I learn best when I’m faced with a challenge, like something a client wants that I’ve never attempted before. I’d bet the dime in my pocket that’s how you learn best, too. We make mistakes and learn from them. And for technical writers, it’s the path from noob to understanding that makes all the difference. That’s the hook. That gives your readers a mental model to use in their own work — again, even if that mental model is going straight into writing AI prompts.

Then again, I’m the product of the View Source generation. The same sort of way that many musicians would learn by slowing down a record player to learn chords, notes, or beats. Maybe I’m the old man shouting at clouds.

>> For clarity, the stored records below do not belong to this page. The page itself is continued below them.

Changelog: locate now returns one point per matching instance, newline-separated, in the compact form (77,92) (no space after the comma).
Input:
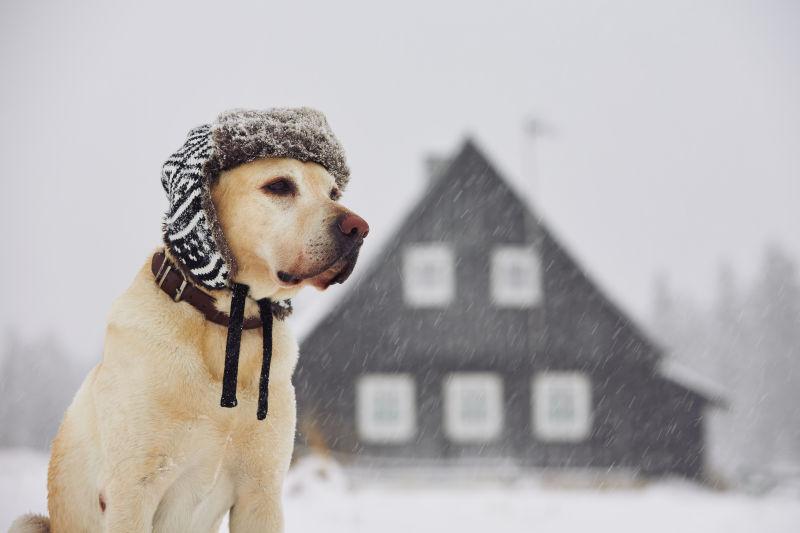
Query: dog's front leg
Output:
(133,492)
(257,509)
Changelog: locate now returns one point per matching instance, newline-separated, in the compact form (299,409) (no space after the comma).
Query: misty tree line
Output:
(748,342)
(37,382)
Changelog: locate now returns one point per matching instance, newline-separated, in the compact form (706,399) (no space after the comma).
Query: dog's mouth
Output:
(336,272)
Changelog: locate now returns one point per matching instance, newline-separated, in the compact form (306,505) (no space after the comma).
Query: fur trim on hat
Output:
(302,133)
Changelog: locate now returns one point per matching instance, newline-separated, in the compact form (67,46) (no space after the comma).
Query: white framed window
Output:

You don’t have to be the authority

I know there’s at least a little expectation that everything we publish on sites like CSS-Tricks are the “right” way to do this or that and that you ought to be able to copy-paste code snippets straight-up. I get that, but also don’t believe that’s a promise this site has ever made. I really do believe that CSS is poetic in the sense that there’s more than one way to do something, and the best way to do that thing is what fits your mental model the most snugly.

And I believe there is real value in trying something purely for the sake of trying it.

This site has always been about exploring, experimenting, and sharing along the way. And sometimes that means sharing just the germ of an idea. There’s no dogma here.

The goal: be experienced, not cynical. You don’t have to be the be-all-end-all authority on a subject for permission to share. Just experience, and that’s not always the same as being the expert.

All of that really to say:

Learn fast, share often

What you learn is going to be more meaningful to a real person than some generated replacement of s Stack Overflow answer.

  • Did you try something and it didn’t work out?
  • Did you try something and it did work out?
  • Did you make a bunch of mistakes on the way to getting it right?
  • Do you still have open questions about the thing you learned?

That’s all worth sharing. That’s where the real-life experiences come from and the learning paths that you simply don’t get from generated responses claiming to have the best answer.

Said another way: Solve real problems. Get into the edge cases. Leverage community knowledge.

Cite generously

At the end of the day, it’s all about humans helping humans. We don’t wake up one day with all the answers. We learn from the things other people learn and share, and it’s worth pointing your readers in their direction. It’s easy to want to come off as the original source of everything you publish, but my experience is that’s never the true case.

We build off each other. It’s blogging at its core. Let’s build each other up the good ol’ fashioned way with hyperlinks.

Forget about SEO… or even AIO

We toe-dipped into SEO several years ago, but it’s never really been our jam. We’ve ridden and enjoyed the Organic Search Train forever. That’s liberating because we never really worry about keyword stuffing, click-baity headlines, or anything really optimization for that matter. We focus instead on writing for humans, good structure, and maintaining a certain voice and tone. All things Google used to care about.

I say “used to care” there because that core value contains less value than ever, even if they do still claim it does.

There’s no doubt about it; search traffic is gutted in favor of generated responses to queries connected to the services you use. That’s a clear hit to traffic and that’s a clear hit to the traditional ways we generate revenue that are measured by traffic analytics.

And forget about whatever it is that’s called “Artificial Intelligence Optimization” (AIO). It’s still an evolving space of fluid and inconsistent “best” practices, like some agents keen on proposals for text-based files to help LLMs use your site that other agents, like Google, just aren’t into. Maybe it’ll become a discipline with clearer strategies, guidelines, and best practices in the future, but we just don’t know, and I’m feigning ignorance at least until the smoke clears.

I’m honestly unsure whether I even care about CSS-Tricks popping up as a reference in a generated response. The landscape is evolving, and my thoughts on it have to as well.

You’ve got this.

I’m rooting for you. I’m rooting for all of us.